Summary of Geocoding Results

		Distance from Reference (meters)					Proportion of Distances Under Threshold
Geocoder	Hit Rate	Min.	Median	Max	Avg.	Std. Dev.	≤ 50m	≤ 100m	≤ 300m	≤ 600m	≤ 1609m
PostGIS TIGER	.99	.17	65	3,595,808.29	11,050.04	64,526.49	.40	.65	.83	.87	.90
Nominatim	.90	0	70	6,244,995.99	34,931.30	148,945.29	.36	.54	.71	.75	.77

Because outliers challenge the usefulness of summary statistics, we also provide a box plot in Figure 2 where the whiskers extend to 1.5 times the interquartile range; extreme outliers are cropped from view for readability. This shows that the TIGER geocoder produced coordinates within a smaller range for point-to-point differences with the reference data.

Fig. 2.

Box-plot of point-to-point distances between computed location and reference location.

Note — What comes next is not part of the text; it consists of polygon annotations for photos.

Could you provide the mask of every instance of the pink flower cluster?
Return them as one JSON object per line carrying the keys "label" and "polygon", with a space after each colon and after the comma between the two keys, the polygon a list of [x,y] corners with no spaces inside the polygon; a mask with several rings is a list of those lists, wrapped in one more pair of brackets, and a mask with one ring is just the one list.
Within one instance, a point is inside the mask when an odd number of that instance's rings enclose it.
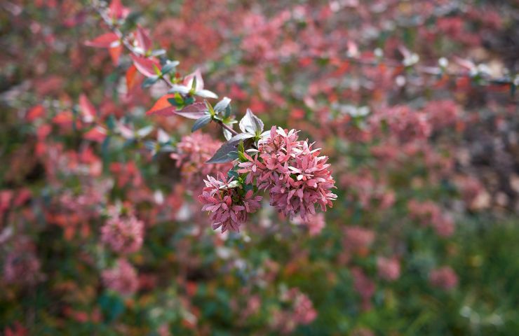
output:
{"label": "pink flower cluster", "polygon": [[448,266],[433,270],[429,274],[429,282],[438,288],[450,290],[458,284],[458,276]]}
{"label": "pink flower cluster", "polygon": [[255,196],[252,190],[232,188],[227,177],[222,176],[219,180],[207,177],[204,180],[205,188],[198,196],[203,204],[202,211],[210,211],[214,230],[221,227],[222,233],[227,230],[239,232],[240,225],[247,220],[248,214],[260,209],[261,196]]}
{"label": "pink flower cluster", "polygon": [[114,252],[131,253],[142,246],[144,229],[144,223],[134,216],[116,214],[101,227],[101,241]]}
{"label": "pink flower cluster", "polygon": [[306,216],[306,220],[296,218],[294,223],[298,225],[302,225],[308,227],[308,232],[311,236],[316,236],[321,233],[324,227],[326,225],[325,217],[323,214],[316,214]]}
{"label": "pink flower cluster", "polygon": [[377,269],[379,276],[388,281],[400,277],[400,262],[396,258],[379,257],[377,258]]}
{"label": "pink flower cluster", "polygon": [[4,280],[8,284],[34,284],[41,278],[40,262],[31,251],[16,250],[7,255]]}
{"label": "pink flower cluster", "polygon": [[353,288],[362,299],[362,308],[364,310],[369,310],[371,309],[371,298],[375,295],[375,282],[358,267],[353,267],[351,270],[351,275],[353,277]]}
{"label": "pink flower cluster", "polygon": [[289,334],[297,326],[309,324],[317,317],[311,300],[299,288],[290,289],[283,293],[281,299],[291,304],[288,310],[274,315],[274,328],[281,333]]}
{"label": "pink flower cluster", "polygon": [[133,294],[139,286],[137,271],[126,259],[119,259],[115,267],[103,271],[102,281],[121,295]]}
{"label": "pink flower cluster", "polygon": [[308,141],[298,141],[297,132],[273,126],[270,134],[259,141],[252,156],[240,163],[239,173],[248,173],[246,182],[255,178],[260,190],[268,190],[270,204],[290,218],[299,214],[306,220],[316,214],[315,204],[323,211],[332,206],[337,195],[330,191],[335,181],[328,170],[328,157],[319,156]]}
{"label": "pink flower cluster", "polygon": [[382,120],[387,123],[391,134],[402,142],[426,139],[432,132],[426,113],[413,111],[405,106],[396,106],[383,110],[372,119],[375,125]]}
{"label": "pink flower cluster", "polygon": [[199,132],[182,136],[180,142],[177,144],[177,152],[171,154],[171,158],[177,161],[177,167],[181,167],[186,186],[196,189],[202,186],[200,181],[204,176],[215,176],[229,170],[229,164],[205,163],[220,146],[220,141]]}
{"label": "pink flower cluster", "polygon": [[419,220],[424,225],[431,225],[441,237],[449,237],[454,233],[454,222],[452,218],[442,213],[441,209],[431,201],[420,202],[412,200],[407,204],[411,218]]}

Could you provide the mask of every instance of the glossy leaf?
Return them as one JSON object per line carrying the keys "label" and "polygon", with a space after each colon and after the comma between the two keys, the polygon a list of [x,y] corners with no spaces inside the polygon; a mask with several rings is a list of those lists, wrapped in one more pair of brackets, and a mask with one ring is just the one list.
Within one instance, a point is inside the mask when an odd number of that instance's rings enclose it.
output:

There are limitations to using big open data as a reference. We use OpenAddresses data as a surrogate data set to test the accuracy of “in-house” geocoding solutions, but since OpenAddresses data is large, it potentially contains mistakes such as missing or erroneous fields. These mistakes impact the ability to successfully geocode OpenAddresses data but they also represent real world issues. Common mistakes we observed: invalid zip codes and street numbers, such as 0; typos in street names, such as Crossgates instead of Crossgate; confusion between city name and census place name.

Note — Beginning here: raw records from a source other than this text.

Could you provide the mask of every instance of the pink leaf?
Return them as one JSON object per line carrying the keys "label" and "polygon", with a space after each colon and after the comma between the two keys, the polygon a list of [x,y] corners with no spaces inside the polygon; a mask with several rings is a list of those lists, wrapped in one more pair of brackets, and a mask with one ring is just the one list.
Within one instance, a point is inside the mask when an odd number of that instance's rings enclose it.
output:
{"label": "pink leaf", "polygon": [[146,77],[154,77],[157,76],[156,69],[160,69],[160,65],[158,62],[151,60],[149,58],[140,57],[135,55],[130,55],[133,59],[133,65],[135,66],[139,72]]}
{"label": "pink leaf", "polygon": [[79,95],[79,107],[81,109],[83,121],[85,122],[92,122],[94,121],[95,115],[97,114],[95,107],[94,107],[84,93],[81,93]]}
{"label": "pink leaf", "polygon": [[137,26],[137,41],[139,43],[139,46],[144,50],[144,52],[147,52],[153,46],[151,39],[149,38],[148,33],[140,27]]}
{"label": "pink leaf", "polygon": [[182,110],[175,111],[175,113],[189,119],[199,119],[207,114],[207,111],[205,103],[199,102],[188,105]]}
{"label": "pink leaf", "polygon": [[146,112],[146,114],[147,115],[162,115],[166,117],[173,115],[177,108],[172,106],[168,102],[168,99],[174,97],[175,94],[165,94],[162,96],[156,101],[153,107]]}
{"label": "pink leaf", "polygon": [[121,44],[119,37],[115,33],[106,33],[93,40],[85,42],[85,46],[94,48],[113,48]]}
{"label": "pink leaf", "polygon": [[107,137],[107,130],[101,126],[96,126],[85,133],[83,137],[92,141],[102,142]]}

IV. Conclusion and Future Work

We presented bench4gis, our software framework for using big open data to test and evaluate “in-house” geocoding solutions. When geocoding protected, private data, external validation of computed locations is typically not permitted; we have demonstrated that using big open data as a surrogate data set can inform how well an implementation is performing with respect to a specific geographic region. As future work, we wish to explore how large identified differences from benchmarking with big open data might inform or identify potential mistakes in processing private, sensitive data. We wish to explore the timeliness of records in OpenAddresses and the impact of new roads. We also wish to define a workflow to support institutional research for geospatial analysis.